Given these risks of higher government debt, how quickly should governments exit from fiscal stimulus? This is not an easy task, especially given weak employment, which is again quite characteristic of the post-second world war financial crises suffered by the Nordic countries, Japan, Spain and many emerging markets. Given the likelihood of continued weak consumption growth in the US and Europe, rapid withdrawal of stimulus could easily tilt the economy back into recession.

And given that Reinhart and Rogoff’s work is being used by the likes of Martin Wolf to argue in favour of continued stimulous. Wolf points out that Reinhart and Rogoff have shown that you the debt almost alwaysincreases during a recession:

In their work on the history of financial crises, Carmen Reinhart of the University of Maryland and Kenneth Rogoff of Harvard University note that “the real stock of debt nearly doubles” in crisis-hit countries.*

Perhap’s as  leftfootforward argues the letter to the Sunday Times actually was not in support of Osborne. The letter does state that

The exact timing of measures should be sensitive to developments in the economy, particularly the fragility of the recovery.

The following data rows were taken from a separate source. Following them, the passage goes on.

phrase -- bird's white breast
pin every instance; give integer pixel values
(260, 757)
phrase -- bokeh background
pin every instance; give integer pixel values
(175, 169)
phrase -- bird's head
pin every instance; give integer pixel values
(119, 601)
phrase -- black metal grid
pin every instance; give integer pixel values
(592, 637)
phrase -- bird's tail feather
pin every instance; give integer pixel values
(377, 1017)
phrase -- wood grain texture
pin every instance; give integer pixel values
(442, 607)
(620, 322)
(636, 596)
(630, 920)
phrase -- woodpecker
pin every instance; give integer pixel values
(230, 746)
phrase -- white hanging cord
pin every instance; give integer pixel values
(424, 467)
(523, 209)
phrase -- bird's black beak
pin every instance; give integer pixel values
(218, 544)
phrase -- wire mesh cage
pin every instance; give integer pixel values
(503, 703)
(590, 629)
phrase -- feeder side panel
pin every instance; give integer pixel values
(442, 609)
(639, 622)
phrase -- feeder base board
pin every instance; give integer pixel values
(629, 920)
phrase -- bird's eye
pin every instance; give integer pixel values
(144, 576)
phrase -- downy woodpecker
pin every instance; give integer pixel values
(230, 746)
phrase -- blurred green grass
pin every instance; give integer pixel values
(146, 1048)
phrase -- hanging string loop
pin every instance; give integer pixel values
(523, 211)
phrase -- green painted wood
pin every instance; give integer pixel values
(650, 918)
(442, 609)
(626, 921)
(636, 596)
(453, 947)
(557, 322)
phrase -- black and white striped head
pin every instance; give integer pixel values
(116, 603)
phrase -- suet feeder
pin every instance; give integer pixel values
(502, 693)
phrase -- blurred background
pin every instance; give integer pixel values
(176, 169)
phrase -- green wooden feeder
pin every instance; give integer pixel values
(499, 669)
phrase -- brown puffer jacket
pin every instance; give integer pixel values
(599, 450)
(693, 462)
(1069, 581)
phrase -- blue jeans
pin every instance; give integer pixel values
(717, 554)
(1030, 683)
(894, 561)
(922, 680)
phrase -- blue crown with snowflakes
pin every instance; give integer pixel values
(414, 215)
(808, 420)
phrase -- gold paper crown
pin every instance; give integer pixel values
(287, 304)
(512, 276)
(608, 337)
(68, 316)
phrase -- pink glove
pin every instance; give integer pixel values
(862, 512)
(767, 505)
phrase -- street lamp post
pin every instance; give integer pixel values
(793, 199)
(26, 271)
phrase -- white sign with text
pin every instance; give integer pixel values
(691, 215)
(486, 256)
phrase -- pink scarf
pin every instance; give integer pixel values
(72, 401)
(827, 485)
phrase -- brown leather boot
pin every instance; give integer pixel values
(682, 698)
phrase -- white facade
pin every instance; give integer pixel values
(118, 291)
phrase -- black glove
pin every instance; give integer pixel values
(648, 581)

Regardless, not to disparage Ken Rogoff, but as Osborne is clearly arguing from autority here. ‘If the former chief economist of the IMF says it is must be true.’ He should perhaps listen to a former chief economist of the World Bank who recently gave his opinion of Osborne’s policies:

On the suggestion, put about by George Osborne, among others, that Britain is at risk of default: “I say you’re crazy — economically you clearly have the capacity to pay. The debt situation has been worse in other countries at other times. This is all scaremongering, perhaps linked to politics, perhaps rigged to an economic agenda, but it’s out of touch with reality. One of the advantages that you have is that you have your own central bank that can buy some of these bonds to stabilise their price.”